6 Common Investing Pitfalls - And How To Avoid Them
Investing is a great way to build wealth, but it can also be risky if you don't know what you're doing. There are many pitfalls to avoid when investing, and making the wrong decisions can cost you a lot of money. Here are 6 of the most common investing pitfalls we see, and some ideas on how you can avoid them.
1. Chasing Hot Tips
One of the biggest investing pitfalls to avoid is chasing hot tips. Some recent examples include cryptocurrency and meme stocks. It can be tempting to follow the latest investment trends or to invest in a stock that a friend or family member (or the internet) recommends. However, this can be a dangerous strategy. Hot tips are often based on rumors or speculation - not based on sound financial analysis. We typically recommend only keeping a small portion of your portfolio in investments like these. Consider companies that have strong balance sheets and have demonstrated consistent earnings growth. You’re putting your money with them, and you want to make sure you get rewarded for the risk you’re taking as a shareholder.

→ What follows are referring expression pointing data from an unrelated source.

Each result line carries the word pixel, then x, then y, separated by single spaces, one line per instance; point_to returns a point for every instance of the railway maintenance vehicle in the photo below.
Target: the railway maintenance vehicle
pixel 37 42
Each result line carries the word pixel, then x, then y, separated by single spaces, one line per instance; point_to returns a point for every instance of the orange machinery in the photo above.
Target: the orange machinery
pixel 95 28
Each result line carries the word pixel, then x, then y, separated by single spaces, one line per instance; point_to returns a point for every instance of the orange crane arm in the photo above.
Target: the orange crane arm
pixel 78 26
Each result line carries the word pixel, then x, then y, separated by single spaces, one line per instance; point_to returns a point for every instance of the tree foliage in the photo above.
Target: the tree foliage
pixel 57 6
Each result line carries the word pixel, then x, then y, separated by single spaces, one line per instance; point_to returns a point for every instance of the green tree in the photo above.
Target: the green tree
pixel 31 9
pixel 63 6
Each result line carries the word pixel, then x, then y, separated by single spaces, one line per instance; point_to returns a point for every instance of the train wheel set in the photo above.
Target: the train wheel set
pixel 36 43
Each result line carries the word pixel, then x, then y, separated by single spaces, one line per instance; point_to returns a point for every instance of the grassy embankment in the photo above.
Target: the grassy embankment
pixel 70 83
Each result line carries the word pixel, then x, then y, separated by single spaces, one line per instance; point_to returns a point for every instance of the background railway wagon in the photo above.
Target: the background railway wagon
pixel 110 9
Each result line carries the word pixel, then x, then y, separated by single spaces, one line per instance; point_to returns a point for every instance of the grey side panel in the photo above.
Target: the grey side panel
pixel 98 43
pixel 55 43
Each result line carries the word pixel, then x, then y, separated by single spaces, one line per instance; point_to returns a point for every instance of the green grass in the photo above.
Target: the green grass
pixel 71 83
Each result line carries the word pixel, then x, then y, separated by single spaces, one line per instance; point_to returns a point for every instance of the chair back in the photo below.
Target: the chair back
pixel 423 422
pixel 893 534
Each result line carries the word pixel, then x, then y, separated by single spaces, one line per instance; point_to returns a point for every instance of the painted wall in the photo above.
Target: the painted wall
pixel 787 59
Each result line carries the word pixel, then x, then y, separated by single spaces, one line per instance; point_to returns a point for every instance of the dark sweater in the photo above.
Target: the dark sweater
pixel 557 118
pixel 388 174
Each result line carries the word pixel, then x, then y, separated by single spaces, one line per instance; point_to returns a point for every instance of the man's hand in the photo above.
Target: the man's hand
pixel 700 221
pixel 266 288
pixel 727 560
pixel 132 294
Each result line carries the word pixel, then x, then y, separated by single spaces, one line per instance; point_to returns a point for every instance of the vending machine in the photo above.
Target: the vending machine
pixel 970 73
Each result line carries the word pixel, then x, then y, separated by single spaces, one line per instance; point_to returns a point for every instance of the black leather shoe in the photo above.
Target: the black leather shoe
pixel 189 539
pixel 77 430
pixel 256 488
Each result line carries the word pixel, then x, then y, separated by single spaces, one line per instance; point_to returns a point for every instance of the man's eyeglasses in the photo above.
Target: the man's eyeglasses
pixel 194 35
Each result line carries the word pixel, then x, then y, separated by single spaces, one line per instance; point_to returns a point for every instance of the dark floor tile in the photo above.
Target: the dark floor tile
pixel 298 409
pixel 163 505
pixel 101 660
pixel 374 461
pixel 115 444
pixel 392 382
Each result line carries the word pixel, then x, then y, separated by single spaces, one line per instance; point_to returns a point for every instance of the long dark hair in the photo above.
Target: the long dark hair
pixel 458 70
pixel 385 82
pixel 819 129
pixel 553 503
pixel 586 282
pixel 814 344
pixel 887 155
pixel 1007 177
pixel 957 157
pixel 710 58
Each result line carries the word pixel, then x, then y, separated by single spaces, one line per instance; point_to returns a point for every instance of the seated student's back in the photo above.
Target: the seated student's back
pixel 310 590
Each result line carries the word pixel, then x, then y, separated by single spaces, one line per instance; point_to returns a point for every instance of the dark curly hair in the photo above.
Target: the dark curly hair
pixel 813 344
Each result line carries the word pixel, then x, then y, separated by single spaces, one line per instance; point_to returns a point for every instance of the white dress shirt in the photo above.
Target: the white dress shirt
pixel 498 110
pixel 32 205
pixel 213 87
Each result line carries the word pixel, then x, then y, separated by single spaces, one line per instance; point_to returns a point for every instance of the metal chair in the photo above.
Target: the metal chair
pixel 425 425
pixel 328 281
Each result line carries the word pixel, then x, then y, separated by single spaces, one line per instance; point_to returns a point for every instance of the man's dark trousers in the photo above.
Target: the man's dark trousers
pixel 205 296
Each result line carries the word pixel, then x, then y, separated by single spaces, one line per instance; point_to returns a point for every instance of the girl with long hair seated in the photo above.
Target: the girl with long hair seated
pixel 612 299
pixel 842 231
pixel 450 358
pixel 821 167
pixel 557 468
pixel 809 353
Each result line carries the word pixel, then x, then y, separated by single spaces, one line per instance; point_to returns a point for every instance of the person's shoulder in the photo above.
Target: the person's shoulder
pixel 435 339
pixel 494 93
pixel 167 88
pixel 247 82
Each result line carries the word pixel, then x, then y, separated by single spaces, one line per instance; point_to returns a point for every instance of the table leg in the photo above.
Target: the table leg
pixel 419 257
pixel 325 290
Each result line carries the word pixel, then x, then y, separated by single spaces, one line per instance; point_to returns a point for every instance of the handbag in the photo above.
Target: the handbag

2. Not Diversifying Your Portfolio
Another common investing pitfall is not diversifying your portfolio. Investing all your money in a single stock or industry can be risky because if that company or sector experiences a downturn, you could lose your principal. To avoid this pitfall, diversify your portfolio by investing in a mix of stocks, bonds, and other assets. This will help you spread your risk and minimize your losses. The right mix of stocks, bonds, and alternative investments will vary based upon on your age, time horizon, experience and goals, so be sure to consider these factors carefully.
3. Timing the Market
Trying to time the market is another investing pitfall to avoid. It can be tempting to try to buy low and sell high, but this is very difficult to do consistently. Even the most experienced investors can't predict market movements with certainty. Instead of trying to time the market, focus on a long-term investment strategy and stick to it.
4. Ignoring Fees and Expenses
Investing fees and expenses can eat into your returns over time. It's important to understand the fees associated with your investments and to minimize them where possible. Look for low-cost index funds or ETFs that have low expenses. In doing your research, the key term you want to look for expense ratio. It will typically be expressed as a fractional percentage. For example, “.50”, “0.50%”, and “50 bps” are all common ways to say your portfolio will be billed one half of a percent of your account value per year. If you’re in a fund you like, you can also look for different share classes that may be lower cost alternatives.
5. Panic Selling
This one goes hand-in-hand with timing the market. When the market experiences a downturn, it can be tempting to panic and sell your investments. However, this is usually not a good strategy. Markets tend to rebound over time, and selling at the bottom of a downturn can lock in losses. Instead of panic selling, focus on your long-term investment strategy and stay the course.
6. Failing to Rebalance Your Portfolio
Failing to rebalance your portfolio can be a costly investing pitfall. Over time, your portfolio may become over-weighted in certain assets or sectors. This is because some sectors or styles may experience periods of stronger growth than others. This “overweighting” can increase your risk and reduce your returns. To avoid this pitfall, regularly review your portfolio and rebalance it as necessary to maintain your desired asset allocation. It’ll also ensure that you buy low and sell high by carving off some of your gains from strong-performing funds and purchasing weaker-performing funds at a lower cost. A note of caution: don’t forget to consider expenses that may be incurred, such as short-term trading fees on funds held for fewer than the time stated in their prospectus, or brokerage commissions charged by the firm you’re using.
There’s no question about it: investing is a phenomenal way to build wealth. However, these common pitfalls are to be avoided if you don’t want to expose your portfolio (and your financial future!) to undue risk. By doing careful research, diversifying your portfolio, focusing on a long-term investment strategy, minimizing fees and expenses, staying the course during market downturns, and regularly rebalancing your portfolio, you can maximize your returns and achieve your financial goals.
Disclosure: Investing involves risk, including the potential loss of principal. The information provided in this blog post is for educational and informational purposes only and should not be construed as professional financial advice. Consult with your financial professional before acting on any information discussed in this article and consider all taxes, fees and expenses.